Peter Harper returns to the nest
Peter Harper performs at 7:30 p.m. Saturday at the venue his grandparents Charles and Dorothy Chase founded in 1958, Claremont’s Folk Music Center. Courier photo/Andrew Alonzo
by Andrew Alonzo | aalonzo@claremont-courier.com
At 7:30 Saturday night, Peter Harper will take a familiar stage: Claremont’s Folk Music Center. As the youngest son ofFolk Music Center General Manager Ellen Harper and the late Leonard Harper, he’s trod those boards since he was able to walk.
But this time he’s the one under the lights, with a concert and screening of “The Heart Tour,” a short documentaryabout Harper’s recent performance with a choir of 450 children in Saint-Martin de Crau, France.
It will be the fourth time Harper has played his homebase, family venue. This performance will include his full band, The Last 3, featuring multi-instrumentalist Joti Rockwell, bassist Miguel Martinez, and drummer Cougar Estrada. Saturday’s show will include new material and cuts from his three records, “Peter Harper,” “Break the Cycle,” and “Survive.” His new single, “We’re Coming,” will be released in the new year, and a summer tour of France will follow.
Once Harper was nervous about playing to his “hometown crowd,” but after several tours and three records, those days are mostly gone.
“I’m relishing this moment,” Harper said. “This is a special space that won’t always exist. And sure enough, you know, multiple years later having played multiple times … I’m not really that nervous.”
Harper’s Claremont bona fides are unimpeachable; the 51-year-old attended Sycamore Elementary and El Roble Intermediate, and is a Claremont High School and Pitzer College graduate.
His grandparents, Charles and Dorothy Chase, founded “the Folk” in 1958. And, like most members of his family, he worked there in his youth and while in college, fixing instruments under the tutelage of his parents and grandparents.
His first artistic focus was sculpture. That changed in the mid-2000s when, while touring the Louvre on holiday in France, he noticed people were more interested in taking selfies with da Vinci’s “Mona Lisa” than admiring it.

Peter Harper performs at 7:30 p.m. Saturday at the venue his grandparents Charles and Dorothy Chase founded in 1958, Claremont’s Folk Music Center. Courier photo/Andrew Alonzo
“I just thought to myself, ‘Wow, you’ve got maybe 60 seconds with this painting where you can really take it in before you’ve got to move and give over to the person behind you and that’s how you’re spending your time capturing it?’” he said. “If that’s how people are taking in the most famous painting in all the world, then the sculptures that I’m making aren’t having the impact that I want them to have. And I thought I should maybe try a different medium.”
So, at 37 he decided to turn his attention to music. His initial foray got a mixed review from a knowing critic: his mother Ellen, who, along with running the family business, is also an accomplished singer-songwriter.
“She said ‘Your voice is excellent … Your lyrics are incredible, really powerful lyrics, really love the melodies that you’re singing, but your guitar is terrible,’” Harper recalled. “And I thought, oh, man, that’s no good. So I put the guitar down. I picked up the ukulele and I just played it everywhere I went.”
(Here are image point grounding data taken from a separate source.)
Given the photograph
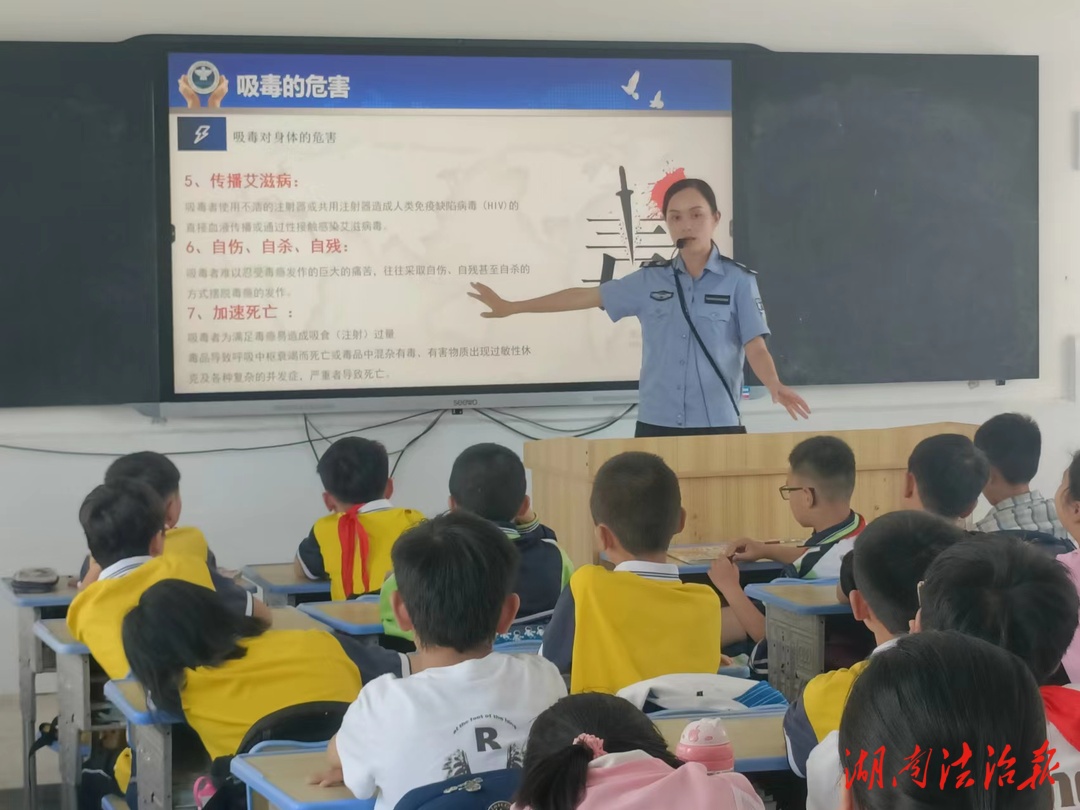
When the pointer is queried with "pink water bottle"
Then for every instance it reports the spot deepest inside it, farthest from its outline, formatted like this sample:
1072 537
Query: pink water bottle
706 742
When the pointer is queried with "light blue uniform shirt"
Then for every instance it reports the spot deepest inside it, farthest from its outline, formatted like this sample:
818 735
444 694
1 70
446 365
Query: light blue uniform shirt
678 387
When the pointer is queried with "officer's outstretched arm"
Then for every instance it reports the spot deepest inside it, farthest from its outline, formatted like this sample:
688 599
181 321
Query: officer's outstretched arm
564 300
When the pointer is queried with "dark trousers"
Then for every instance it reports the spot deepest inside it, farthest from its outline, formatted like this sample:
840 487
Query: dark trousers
645 430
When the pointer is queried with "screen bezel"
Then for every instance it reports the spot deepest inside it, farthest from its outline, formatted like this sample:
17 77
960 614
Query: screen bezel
381 399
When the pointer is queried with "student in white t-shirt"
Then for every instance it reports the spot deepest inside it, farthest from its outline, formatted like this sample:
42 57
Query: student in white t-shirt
468 710
943 721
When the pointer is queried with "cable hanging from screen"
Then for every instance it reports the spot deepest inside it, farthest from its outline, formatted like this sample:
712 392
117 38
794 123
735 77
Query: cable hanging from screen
417 437
579 432
212 450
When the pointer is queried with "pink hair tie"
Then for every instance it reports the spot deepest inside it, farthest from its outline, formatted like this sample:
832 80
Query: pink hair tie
593 743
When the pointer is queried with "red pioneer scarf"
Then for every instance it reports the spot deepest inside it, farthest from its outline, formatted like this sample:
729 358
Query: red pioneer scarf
351 529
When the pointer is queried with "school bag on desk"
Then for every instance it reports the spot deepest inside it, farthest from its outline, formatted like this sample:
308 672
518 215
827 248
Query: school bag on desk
488 791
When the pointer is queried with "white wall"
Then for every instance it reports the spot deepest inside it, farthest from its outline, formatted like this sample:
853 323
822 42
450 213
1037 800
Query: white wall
256 505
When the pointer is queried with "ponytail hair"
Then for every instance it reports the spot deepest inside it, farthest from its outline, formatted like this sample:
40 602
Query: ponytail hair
568 736
175 626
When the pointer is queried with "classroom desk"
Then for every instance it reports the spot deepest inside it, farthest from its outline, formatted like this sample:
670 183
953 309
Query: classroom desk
281 780
757 738
289 618
279 585
73 697
34 659
150 734
795 617
760 570
358 617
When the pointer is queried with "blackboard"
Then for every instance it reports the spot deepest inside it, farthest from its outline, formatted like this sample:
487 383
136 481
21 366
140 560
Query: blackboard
79 298
890 205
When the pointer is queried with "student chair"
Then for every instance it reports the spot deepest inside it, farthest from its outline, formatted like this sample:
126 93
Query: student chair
473 792
304 724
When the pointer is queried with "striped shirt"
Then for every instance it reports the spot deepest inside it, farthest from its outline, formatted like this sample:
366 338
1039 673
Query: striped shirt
1028 512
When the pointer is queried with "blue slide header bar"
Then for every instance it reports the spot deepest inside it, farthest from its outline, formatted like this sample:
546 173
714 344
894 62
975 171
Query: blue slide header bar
320 81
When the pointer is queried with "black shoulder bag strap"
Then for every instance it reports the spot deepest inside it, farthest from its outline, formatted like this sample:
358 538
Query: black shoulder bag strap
697 336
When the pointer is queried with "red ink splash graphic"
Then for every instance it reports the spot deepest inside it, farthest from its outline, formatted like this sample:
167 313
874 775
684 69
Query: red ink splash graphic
661 186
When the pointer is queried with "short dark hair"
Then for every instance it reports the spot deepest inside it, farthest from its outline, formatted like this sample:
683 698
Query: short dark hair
1007 592
488 480
152 469
686 183
891 557
1012 444
454 575
121 520
942 691
1074 477
178 625
949 473
355 470
827 461
636 496
556 768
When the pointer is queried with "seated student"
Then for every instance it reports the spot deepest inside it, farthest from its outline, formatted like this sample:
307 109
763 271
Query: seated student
945 475
488 480
594 752
468 710
160 474
819 489
351 547
224 673
1067 502
1011 594
1013 444
889 561
936 692
124 523
639 621
1008 593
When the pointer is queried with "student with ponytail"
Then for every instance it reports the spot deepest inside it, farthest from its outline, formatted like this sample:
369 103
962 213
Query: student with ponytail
594 751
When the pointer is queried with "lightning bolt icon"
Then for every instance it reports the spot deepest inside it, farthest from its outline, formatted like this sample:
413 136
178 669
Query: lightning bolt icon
628 213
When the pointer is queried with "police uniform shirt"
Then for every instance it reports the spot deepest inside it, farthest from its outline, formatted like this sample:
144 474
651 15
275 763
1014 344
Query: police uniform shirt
281 669
678 387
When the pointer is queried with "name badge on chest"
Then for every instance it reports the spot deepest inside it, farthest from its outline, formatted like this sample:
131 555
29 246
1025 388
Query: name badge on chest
718 299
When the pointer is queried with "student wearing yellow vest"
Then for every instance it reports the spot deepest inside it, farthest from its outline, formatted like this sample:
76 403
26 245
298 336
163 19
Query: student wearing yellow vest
890 559
639 621
124 526
351 545
163 477
224 673
488 481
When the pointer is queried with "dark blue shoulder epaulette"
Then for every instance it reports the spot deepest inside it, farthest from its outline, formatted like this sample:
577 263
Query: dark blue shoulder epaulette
741 267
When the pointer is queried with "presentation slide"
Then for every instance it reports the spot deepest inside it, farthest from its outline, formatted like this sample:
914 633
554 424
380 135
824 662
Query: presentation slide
331 213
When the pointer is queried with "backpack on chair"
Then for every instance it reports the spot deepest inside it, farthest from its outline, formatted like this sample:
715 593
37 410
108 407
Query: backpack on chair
315 721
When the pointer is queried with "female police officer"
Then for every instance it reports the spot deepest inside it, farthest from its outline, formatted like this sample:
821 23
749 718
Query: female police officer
701 316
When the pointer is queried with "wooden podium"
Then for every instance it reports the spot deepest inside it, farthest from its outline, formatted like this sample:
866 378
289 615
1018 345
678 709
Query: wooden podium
730 484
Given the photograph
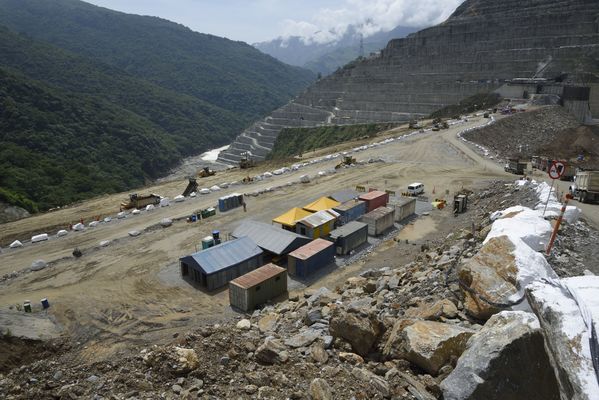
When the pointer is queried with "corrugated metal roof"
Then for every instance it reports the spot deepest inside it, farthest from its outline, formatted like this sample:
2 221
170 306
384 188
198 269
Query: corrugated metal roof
372 195
348 205
379 212
319 218
344 195
401 201
324 203
258 276
347 229
225 255
292 216
270 238
308 250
Later, he picked up a tenor guitar.
“I started playing it and it was like, yes, this is exactly what my songs need to sound like,” he said. “And it’s become my obsession.” He also plays the ukulele, tenor banjo and bass, and is currently learning the cello.
Of course, being Ben Harper’s youngest brother has its advantages. But the relationship has been a “double-edged sword.”
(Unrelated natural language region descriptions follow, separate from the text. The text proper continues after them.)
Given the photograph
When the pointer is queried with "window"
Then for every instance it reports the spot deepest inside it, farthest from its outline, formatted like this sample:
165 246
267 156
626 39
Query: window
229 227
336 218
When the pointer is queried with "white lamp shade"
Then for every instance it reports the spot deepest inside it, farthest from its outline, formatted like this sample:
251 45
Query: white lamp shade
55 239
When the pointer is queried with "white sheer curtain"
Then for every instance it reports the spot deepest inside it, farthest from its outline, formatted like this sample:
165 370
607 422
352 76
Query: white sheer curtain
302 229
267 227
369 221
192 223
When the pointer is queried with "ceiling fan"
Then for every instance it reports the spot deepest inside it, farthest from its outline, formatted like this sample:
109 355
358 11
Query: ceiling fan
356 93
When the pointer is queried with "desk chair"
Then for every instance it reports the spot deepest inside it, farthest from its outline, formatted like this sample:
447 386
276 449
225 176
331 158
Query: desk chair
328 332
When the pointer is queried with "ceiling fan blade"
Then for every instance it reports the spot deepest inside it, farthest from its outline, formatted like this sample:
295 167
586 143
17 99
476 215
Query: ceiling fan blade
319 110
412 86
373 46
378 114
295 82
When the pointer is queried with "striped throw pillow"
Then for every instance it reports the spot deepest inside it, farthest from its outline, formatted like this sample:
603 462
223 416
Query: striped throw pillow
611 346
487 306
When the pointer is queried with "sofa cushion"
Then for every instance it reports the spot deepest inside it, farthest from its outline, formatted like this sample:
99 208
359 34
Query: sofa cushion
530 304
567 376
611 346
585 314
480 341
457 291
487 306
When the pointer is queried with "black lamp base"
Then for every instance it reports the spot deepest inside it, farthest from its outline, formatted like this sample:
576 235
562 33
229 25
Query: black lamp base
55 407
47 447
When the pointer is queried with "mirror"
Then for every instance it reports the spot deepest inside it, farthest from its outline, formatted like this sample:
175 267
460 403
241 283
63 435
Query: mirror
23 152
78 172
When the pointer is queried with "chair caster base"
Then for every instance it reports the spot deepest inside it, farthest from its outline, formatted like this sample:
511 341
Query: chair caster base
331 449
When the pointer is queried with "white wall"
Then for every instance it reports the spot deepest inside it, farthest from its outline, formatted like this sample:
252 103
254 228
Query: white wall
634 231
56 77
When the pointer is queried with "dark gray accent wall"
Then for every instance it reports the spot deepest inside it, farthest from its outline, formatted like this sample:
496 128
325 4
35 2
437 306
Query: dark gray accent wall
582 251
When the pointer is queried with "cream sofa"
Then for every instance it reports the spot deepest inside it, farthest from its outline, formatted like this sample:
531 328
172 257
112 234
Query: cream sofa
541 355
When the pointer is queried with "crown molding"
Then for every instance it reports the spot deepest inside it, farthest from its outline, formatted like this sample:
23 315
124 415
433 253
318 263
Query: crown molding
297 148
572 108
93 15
“I think a lot of people feel like, ‘Oh well of course you’re out on tour, your brother’s famous, so he must have just, like, set it all up,’” he said. “But he was pretty hands off. He was like, ‘Oh you’re doing that? That’s awesome, get after it!’ … That’s exactly what I’ve done. Some people were like, ‘I love what your brother does, I think it’d be cool to work with you.’ So that was one edge of the sword. And other people would say, ‘Why are you asking to play at my venue? Just go out on tour with your brother and open for him. You don’t need to come play my little venue.’ And they would close the door. That would be a different edge of the sword.”
He’s happy for his famous brother, but Ben isn’t the only gifted musician in the family tree.
“To lay it all at his feet would be aggressive,” he said. “I mean, between him, my mom, my grandmother, my brother Joel, I mean you’re talking about, literally a family of phenomenal musicians. He’s definitely included in that, I mean he’s incredible, but in a family of incredible people, he’s one of them.”
Tickets are $25 for Peter Harper’s 7:30 show at the Folk Music Center, 220 Yale Ave., Claremont, available in advance at the store, or day of show at the door. More info is at folkmusiccenter.com or peterharper.net.